The sentences handed down to the 20 medics by a military court in Manama yesterday are an affront to the most basic values of a civilised country. The trial itself made a mockery of justice. Civilians should not be prosecuted in a military court. The charges, all of which were denied by all the defendants, were the sort of catch-all accusations favoured by the most paranoid totalitarian regimes. The court session lasted seven minutes. The defendants were not present. No evidence was produced. Defence lawyers were not allowed to cross-examine prosecution witnesses. Most damningly, according to many credible accounts, confessions to the crimes signed by the accused were extracted under torture.

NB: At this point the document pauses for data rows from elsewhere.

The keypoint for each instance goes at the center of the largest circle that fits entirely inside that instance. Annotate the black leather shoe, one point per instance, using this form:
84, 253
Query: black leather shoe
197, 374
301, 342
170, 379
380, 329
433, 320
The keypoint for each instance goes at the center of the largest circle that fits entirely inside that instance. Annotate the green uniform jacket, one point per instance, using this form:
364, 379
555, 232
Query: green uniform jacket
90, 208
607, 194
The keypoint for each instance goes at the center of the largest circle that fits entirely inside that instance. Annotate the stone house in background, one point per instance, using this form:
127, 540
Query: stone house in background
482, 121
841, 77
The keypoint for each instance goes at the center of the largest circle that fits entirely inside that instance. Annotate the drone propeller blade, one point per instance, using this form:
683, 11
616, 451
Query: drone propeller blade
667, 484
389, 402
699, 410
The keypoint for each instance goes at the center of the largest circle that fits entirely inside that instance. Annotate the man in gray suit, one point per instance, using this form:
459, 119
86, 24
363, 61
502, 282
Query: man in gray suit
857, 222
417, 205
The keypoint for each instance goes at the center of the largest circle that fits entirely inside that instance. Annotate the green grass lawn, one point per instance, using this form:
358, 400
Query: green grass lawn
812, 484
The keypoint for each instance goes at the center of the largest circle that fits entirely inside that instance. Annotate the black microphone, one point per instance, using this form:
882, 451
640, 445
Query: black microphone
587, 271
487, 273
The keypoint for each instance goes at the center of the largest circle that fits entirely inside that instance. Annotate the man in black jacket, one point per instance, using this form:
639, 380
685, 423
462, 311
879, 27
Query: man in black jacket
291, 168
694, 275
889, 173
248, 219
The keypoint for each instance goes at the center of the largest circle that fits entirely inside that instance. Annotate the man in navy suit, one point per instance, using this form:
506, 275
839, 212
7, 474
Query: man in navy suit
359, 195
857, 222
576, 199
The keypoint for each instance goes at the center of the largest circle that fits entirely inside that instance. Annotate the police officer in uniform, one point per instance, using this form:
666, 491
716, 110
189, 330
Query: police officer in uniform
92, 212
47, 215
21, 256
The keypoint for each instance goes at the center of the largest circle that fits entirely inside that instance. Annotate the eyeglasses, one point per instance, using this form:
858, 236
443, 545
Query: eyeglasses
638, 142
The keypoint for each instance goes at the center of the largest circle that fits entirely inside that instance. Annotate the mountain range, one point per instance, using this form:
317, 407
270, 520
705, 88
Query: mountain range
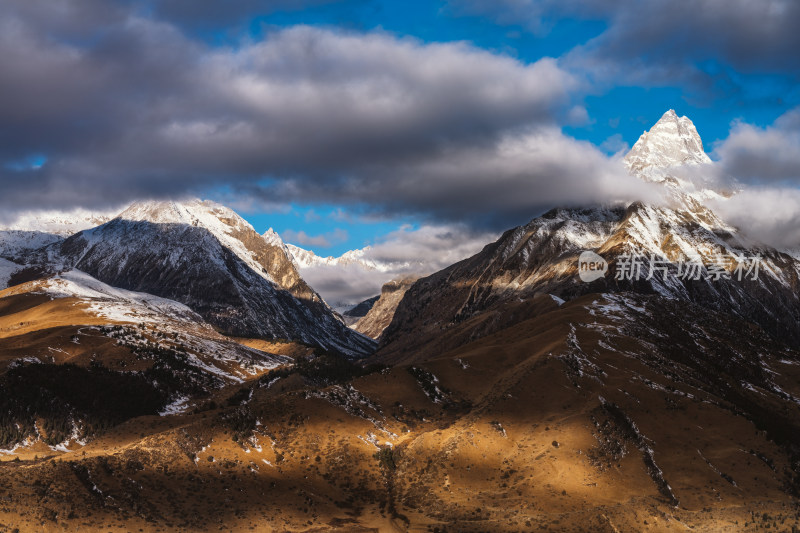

However, even had the trials been conducted in conditions of the most rigorous fairness, the charges, verdicts and sentences would remain a disgrace. Plainly, as extensive television footage showed at the time, the accused were trying to alleviate suffering. They were not trying to overthrow the Government, destroy public property, incite hatred, co-ordinate opposition or anything remotely akin to such an action. Such allegations insult the intelligence of the international community. Even regimes in other respects more brutal than that run by the Al-Khalifa dynasty have in recent months shown a greater regard for the neutrality of civilian medical professionals.
The Bahraini Government’s already tattered reputation as a benign regime (by the standards of the region) now lies in shreds. The kingdom’s more thoughtful citizens — its businessmen, diplomats, the more progressive members of its ruling clan — should be embarrassed by yesterday’s events. Those Bahrainis anxious to heal the sectarian scar exposed in March should do all in their power to ensure that, when the appeals are heard this weekend, these verdicts are overturned.
The Sunni minority that controls Bahrain has long been afraid of an uprising of the Shias, who form 70 per cent of the population. Such is the fear of the “Iranisation” of this tiny archipelago that the Government did not hesitate to call in foreign troops, from Saudi Arabia and the UAE, to suppress the protests. And such is the Western allies’ fear of the loss of Bahrain as a military base, both to resupply troops in Afghanistan and to guarantee oil supplies through the Gulf, that the diplomatic pressure applied to the Al-Khalifas after their crackdown in March has been light.
That pressure must now be increased. The Pentagon should hasten its reported search for an alternative base for its Fifth Fleet. British businesses trading with Bahrain should examine these sentences and their own corporate consciences. Most immediately, the organisers of Formula One, urged on by their sponsors, should reconsider the decision to stage the rescheduled Bahraini Grand Prix next April, stating instead that pending a reversal of these verdicts the country is not a suitable host for such a hitherto prestigious event.